Mystérieux bijou

oreline

Il est trois heures du matin. Mes amis et moi sortons du bar, un peu éméchés. Nous avons voulu fêter dignement les trente ans de Caroline. A nous quatre, nous avons bu une dizaine de bières et quatre bouteilles de champagne. Demain, gueule de bois assurée. Mais pour le moment, tout cela n’a aucune importance. Dehors, il fait froid et nous n’avons qu’une hâte, rentrer au plus vite. Caroline et moi prenons la direction opposée de nos deux autres amis. Nous parlons de tout, rions de rien, tout en marchant aussi vite que nous le pouvons.

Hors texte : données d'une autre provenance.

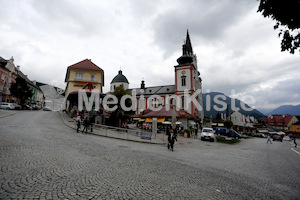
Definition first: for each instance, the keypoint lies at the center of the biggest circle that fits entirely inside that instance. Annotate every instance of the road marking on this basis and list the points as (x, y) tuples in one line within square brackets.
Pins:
[(295, 151)]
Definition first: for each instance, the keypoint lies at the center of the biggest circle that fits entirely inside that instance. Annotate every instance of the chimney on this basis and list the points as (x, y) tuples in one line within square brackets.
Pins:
[(143, 85)]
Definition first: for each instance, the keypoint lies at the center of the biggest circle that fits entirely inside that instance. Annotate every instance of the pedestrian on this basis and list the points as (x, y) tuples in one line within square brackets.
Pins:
[(85, 124), (269, 139), (171, 140), (78, 122)]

A cette heure, nous ne croisons qu’un couple qui semble pressé de rentrer. Les grands trottoirs de la ville nous appartiennent donc. Le ciel est étoilé. Aucune voiture ne vient briser ce silence bienfaisant. Dommage qu’il fasse si froid et que nous soyons si fatiguées. La promenade aurait pu être très agréable.

Nous arrivons devant l’entrée du Jardin des Plantes.

« Regarde Nathalie, me dit Caroline. Le portail du jardin n’est pas fermé. Nous allons pouvoir prendre un raccourci en passant par là… »

Effectivement, le portail du jardin est légèrement entrouvert. Je sais qu’en passant par celui-ci, nous gagnerions au moins cinq minutes. Pourtant, en observant toutes ces ombres qui se massent derrière la grille, je dois bien avouer que je n’ai aucune envie d’y pénétrer.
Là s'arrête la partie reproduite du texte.